Endothelial receptor tyrosine kinases activate the STAT signaling pathway: mutant Tie-2 causing venous malformations signals a distinct STAT activation response.

Endothelial receptor tyrosine kinases (RTKs) and their signaling mechanisms are of interest because they may control tumor angiogenesis and thereby tumor growth. In this report we have examined activation of the signal transducers and activators of transcription (STATs) by the three known vascular endothelial growth factor receptors (VEGFR1-3), as well as by the endothelial Tie-1 and -2 receptors. We also studied signaling by the R849W mutant of Tie-2 (MTie-2), which has been shown to cause venous malformations.
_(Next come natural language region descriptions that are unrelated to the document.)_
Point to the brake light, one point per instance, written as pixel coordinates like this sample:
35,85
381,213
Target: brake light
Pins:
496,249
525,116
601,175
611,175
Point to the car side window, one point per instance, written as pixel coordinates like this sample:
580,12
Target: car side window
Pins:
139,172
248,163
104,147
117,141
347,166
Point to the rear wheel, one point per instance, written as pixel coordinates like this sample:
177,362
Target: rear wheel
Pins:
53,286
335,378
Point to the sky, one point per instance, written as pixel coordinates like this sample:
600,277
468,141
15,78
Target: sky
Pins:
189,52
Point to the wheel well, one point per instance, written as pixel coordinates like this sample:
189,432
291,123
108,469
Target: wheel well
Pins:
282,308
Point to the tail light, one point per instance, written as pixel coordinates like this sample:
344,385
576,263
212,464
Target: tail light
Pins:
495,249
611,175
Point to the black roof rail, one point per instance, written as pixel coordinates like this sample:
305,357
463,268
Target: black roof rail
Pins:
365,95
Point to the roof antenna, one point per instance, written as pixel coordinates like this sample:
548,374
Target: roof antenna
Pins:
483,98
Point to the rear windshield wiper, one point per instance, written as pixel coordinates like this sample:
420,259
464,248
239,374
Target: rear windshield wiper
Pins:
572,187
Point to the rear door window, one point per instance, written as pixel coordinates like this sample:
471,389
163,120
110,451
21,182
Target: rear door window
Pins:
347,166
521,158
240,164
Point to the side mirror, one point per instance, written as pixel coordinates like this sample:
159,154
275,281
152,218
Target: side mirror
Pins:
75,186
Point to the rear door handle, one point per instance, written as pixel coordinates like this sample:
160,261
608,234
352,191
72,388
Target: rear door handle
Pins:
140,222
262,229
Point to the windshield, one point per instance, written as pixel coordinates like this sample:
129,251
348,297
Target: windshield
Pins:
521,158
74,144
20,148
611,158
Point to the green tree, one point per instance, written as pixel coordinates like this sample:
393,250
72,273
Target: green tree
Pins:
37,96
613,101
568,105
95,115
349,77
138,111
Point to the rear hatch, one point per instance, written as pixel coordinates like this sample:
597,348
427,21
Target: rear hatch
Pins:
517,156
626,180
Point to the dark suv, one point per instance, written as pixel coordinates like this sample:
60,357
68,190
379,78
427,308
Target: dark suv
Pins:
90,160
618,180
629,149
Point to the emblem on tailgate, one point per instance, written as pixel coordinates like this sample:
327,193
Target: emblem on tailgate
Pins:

When overexpressed in 293T cells, MTie-2 activated STAT1 while the other endothelial RTKs failed to do so. In contrast, the three VEGFRs were strong activators of STAT3 and STAT5, suggesting that they activate only a specific subset of these signal transducers. STAT3 and STAT5 were also activated by Tie-2 and, more so, by MTie-2. Tyrosine phosphorylation and DNA binding of STATs correlated with their ability to activate transcription as judged by luciferase assays. When co-expressed with STAT5, VEGFR-1 as well as both the Tie-2 receptor forms increased expression of the cell cycle inhibitor p21. Interestingly, co-expression of the Tie-2 receptors with STAT1 resulted in appearance of a novel, p21 related transcript. Taken together, these findings identify STAT proteins as novel targets for signal transduction by the endothelial RTKs, suggesting that they may be involved in the regulation of endothelial function.